The molecular mechanisms and pharmacotherapy of ATP-sensitive potassium channel gene mutations underlying neonatal diabetes

Pharmgenomics Pers Med. 2010:3:145-61. doi: 10.2147/PGPM.S6969. Epub 2010 Nov 24.


Neonatal diabetes mellitus (NDM) is a monogenic disorder caused by mutations in genes involved in regulation of insulin secretion from pancreatic β-cells. Mutations in the KCNJ11 and ABCC8 genes, encoding the adenosine triphosphate (ATP)-sensitive potassium (K(ATP)) channel Kir6.2 and SUR1 subunits, respectively, are found in ∼50% of NDM patients. In the pancreatic β-cell, K(ATP) channel activity couples glucose metabolism to insulin secretion via cellular excitability and mutations in either KCNJ11 or ABCC8 genes alter K(ATP) channel activity, leading to faulty insulin secretion. Inactivation mutations decrease K(ATP) channel activity and stimulate excessive insulin secretion, leading to hyperinsulinism of infancy. In direct contrast, activation mutations increase K(ATP) channel activity, resulting in impaired insulin secretion, NDM, and in severe cases, developmental delay and epilepsy.
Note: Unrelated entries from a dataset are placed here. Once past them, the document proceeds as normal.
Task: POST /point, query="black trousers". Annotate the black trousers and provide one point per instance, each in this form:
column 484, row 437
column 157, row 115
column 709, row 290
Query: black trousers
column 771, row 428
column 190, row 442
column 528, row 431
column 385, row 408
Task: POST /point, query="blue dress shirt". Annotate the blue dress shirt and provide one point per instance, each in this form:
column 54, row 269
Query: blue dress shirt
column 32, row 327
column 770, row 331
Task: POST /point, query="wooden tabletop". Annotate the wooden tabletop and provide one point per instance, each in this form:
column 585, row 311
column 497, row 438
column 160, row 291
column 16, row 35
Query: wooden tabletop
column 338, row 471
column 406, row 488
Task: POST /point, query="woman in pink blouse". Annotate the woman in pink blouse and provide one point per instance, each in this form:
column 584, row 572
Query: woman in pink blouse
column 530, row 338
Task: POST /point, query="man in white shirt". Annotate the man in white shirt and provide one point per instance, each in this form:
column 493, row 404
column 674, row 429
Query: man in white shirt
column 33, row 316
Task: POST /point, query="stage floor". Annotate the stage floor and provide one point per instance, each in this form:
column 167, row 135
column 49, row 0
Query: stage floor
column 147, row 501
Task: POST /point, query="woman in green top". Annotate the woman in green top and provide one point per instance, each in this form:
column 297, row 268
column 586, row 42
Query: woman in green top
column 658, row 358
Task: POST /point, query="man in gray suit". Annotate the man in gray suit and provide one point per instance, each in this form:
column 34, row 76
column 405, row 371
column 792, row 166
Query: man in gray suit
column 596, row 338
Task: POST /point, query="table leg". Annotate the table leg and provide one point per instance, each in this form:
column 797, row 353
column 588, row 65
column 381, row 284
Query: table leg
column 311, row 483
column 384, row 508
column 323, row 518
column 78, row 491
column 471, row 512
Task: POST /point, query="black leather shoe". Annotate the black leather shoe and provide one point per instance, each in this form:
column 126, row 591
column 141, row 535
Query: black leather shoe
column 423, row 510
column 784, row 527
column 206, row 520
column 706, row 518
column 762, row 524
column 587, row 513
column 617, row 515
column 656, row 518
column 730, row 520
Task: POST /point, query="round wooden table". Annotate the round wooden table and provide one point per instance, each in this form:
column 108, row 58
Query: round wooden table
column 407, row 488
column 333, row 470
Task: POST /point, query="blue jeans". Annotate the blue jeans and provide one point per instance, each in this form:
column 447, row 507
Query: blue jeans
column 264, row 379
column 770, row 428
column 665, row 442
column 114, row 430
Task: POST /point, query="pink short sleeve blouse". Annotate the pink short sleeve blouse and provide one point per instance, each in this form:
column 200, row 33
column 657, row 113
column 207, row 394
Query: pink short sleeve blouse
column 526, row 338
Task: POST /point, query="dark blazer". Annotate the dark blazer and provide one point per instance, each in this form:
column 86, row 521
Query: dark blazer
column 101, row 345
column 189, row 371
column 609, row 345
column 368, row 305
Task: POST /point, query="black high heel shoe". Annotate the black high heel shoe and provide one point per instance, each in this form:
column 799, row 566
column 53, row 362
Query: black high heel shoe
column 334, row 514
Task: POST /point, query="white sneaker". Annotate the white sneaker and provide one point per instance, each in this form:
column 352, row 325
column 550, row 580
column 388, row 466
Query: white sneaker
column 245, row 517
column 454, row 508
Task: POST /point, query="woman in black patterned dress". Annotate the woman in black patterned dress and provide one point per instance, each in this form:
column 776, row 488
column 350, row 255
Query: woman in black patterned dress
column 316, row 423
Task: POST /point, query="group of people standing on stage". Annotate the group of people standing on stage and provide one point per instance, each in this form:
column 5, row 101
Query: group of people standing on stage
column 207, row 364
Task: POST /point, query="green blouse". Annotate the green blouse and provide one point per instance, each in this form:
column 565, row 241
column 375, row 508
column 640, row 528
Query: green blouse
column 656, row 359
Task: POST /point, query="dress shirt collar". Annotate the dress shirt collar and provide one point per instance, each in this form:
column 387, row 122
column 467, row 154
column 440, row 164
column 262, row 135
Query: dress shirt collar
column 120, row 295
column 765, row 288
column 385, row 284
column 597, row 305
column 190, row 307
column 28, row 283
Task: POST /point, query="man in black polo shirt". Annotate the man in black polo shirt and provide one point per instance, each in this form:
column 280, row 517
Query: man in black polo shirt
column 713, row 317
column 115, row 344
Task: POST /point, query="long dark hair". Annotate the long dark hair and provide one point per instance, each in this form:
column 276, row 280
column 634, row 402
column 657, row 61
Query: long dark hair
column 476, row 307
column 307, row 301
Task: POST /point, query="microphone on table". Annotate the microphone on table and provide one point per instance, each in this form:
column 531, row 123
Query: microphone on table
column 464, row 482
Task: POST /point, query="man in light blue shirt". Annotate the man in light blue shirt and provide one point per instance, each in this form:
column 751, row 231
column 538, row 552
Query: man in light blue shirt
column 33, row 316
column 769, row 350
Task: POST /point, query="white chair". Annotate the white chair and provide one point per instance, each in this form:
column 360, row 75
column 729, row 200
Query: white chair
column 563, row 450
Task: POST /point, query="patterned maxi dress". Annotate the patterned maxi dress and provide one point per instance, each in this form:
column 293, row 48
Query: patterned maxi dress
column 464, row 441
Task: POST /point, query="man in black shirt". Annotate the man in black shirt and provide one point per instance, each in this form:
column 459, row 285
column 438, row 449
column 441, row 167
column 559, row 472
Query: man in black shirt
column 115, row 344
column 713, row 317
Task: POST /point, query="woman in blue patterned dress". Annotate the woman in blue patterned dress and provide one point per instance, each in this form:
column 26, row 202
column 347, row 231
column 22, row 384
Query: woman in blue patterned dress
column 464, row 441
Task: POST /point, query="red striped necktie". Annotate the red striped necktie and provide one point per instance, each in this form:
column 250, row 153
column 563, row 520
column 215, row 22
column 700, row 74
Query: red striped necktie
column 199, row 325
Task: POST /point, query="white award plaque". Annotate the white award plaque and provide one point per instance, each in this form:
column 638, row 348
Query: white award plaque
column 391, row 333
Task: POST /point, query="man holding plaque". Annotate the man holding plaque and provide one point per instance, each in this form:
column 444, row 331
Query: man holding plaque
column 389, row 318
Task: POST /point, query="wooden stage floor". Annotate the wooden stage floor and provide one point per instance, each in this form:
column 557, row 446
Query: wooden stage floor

Many NDM patients with KCNJ11 and ABCC8 mutations can be successfully treated with sulfonylureas (SUs) that inhibit the K(ATP) channel, thus replacing the need for daily insulin injections. There is also strong evidence indicating that SU therapy ameliorates some of the neurological defects observed in patients with more severe forms of NDM. This review focuses on the molecular and cellular mechanisms of mutations in the K(ATP) channel that underlie NDM. SU pharmacogenomics is also discussed with respect to evaluating whether patients with certain K(ATP) channel activation mutations can be successfully switched to SU therapy.

Keywords: ABCC8; ATP-sensitive potassium channels; KCNJ11; neonatal diabetes.